I studied such records as part of my PhD examining Scottish reading habits between circa 1750 and 1820. Women are largely hidden as readers in historic library borrowing records, especially in libraries which restricted access to men. But sometimes they show up as borrowers directly, or it is recorded that a book was borrowed on their behalf. Other female members of the family may potentially have read any other book borrowed from the library.
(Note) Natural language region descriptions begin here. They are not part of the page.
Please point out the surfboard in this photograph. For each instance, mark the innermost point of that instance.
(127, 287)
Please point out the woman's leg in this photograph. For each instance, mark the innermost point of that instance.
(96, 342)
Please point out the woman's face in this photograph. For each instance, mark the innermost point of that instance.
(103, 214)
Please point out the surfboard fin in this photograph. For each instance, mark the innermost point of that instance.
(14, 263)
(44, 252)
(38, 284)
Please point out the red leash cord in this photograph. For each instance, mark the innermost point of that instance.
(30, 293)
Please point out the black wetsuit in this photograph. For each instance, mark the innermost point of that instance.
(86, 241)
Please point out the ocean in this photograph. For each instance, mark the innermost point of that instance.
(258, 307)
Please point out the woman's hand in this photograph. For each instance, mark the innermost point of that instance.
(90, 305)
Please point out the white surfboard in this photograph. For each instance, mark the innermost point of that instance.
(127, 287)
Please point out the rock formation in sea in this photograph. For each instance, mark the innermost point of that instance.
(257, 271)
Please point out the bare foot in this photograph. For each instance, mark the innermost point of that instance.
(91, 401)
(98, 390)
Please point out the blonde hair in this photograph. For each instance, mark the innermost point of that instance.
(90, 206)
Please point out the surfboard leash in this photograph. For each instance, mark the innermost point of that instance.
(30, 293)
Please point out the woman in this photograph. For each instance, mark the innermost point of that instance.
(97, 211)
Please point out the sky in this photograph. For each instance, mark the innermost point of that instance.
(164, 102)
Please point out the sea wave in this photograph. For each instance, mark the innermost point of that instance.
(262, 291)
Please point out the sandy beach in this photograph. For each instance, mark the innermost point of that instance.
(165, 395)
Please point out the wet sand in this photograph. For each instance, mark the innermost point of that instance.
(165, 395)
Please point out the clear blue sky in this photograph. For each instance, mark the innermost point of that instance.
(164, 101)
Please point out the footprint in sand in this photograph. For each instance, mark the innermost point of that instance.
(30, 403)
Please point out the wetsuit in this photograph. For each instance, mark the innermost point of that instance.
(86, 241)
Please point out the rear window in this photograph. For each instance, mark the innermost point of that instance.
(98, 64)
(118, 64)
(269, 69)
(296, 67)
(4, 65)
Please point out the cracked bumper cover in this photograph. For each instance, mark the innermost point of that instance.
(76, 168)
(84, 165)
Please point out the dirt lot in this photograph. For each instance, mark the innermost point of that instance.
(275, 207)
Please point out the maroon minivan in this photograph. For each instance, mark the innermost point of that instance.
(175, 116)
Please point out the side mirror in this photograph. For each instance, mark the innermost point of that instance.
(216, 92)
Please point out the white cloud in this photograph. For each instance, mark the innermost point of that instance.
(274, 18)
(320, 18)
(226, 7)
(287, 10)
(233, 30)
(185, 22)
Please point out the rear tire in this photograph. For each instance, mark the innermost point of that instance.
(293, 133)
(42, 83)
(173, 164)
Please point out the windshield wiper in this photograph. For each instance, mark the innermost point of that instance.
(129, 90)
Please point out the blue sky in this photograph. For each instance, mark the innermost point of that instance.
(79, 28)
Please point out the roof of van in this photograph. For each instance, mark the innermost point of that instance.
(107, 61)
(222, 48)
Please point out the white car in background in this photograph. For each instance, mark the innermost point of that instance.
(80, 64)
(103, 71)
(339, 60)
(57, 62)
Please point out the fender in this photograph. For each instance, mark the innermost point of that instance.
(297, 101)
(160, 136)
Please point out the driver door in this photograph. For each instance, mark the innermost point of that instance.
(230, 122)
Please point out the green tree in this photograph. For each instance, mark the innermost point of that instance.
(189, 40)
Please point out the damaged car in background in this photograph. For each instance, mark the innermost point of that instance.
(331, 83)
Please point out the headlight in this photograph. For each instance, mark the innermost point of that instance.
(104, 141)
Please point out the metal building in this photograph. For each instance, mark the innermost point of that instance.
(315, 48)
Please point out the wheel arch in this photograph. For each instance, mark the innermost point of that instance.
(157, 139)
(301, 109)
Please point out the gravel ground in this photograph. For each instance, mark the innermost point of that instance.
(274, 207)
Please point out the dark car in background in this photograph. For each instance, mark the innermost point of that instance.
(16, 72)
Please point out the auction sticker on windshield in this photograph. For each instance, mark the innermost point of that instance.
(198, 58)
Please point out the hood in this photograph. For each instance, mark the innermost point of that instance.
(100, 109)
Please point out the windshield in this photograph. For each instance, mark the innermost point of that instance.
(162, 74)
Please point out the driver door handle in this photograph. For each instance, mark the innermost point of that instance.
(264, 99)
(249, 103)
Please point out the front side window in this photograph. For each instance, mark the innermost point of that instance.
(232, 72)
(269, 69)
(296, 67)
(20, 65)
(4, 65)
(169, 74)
At Haddington’s Gray Library which I studied female borrowers make a prominent appearance, and their borrowing patterns can also be compared with male borrowers at the same time. For example it’s possible to detect that they were borrowing on different days of the week from men, and that they also tended to choose a different pattern of books. For full details see my Journal of Scottish Historical Studies paper on this, which is available free in open access form.

However for this blog post I want to focus on one female Haddington borrower in particular. Jean Veitch (ca1770-1804) was my 5xg-granny, the daughter of a watchmaker in the town, and granddaughter of a Border laird in Peeblesshire and Selkirkshire. Jean first appears in the Haddington library’s borrowing records in June 1785, when she was about 15, and her father William started to borrow books for her. Over the following months he borrowed several volumes of Fielding’s Works for Jean. At this time the library asked that anyone borrowing especially for someone else note that when they took out the book. This rule may not always have been followed rigidly though, and it is possible that William borrowed some other books for his daughter over the following years.

In December 1790 Jean is first recorded borrowing a book in her own name, a volume of Cook’s Voyages. A week later she borrowed a volume of Pope’s Works. This was the last mention of her in the record.

Jean married in 1794, to my 5xg-granddad Richard Somner. For more on her life story see my blog post about her.

Also potentially of interest is my blog post about her grandfather James Veitch of Glen and Bowhill, including the extensive library of books he left when he died. I don’t know if any of these passed down to his watchmaker son in Haddington.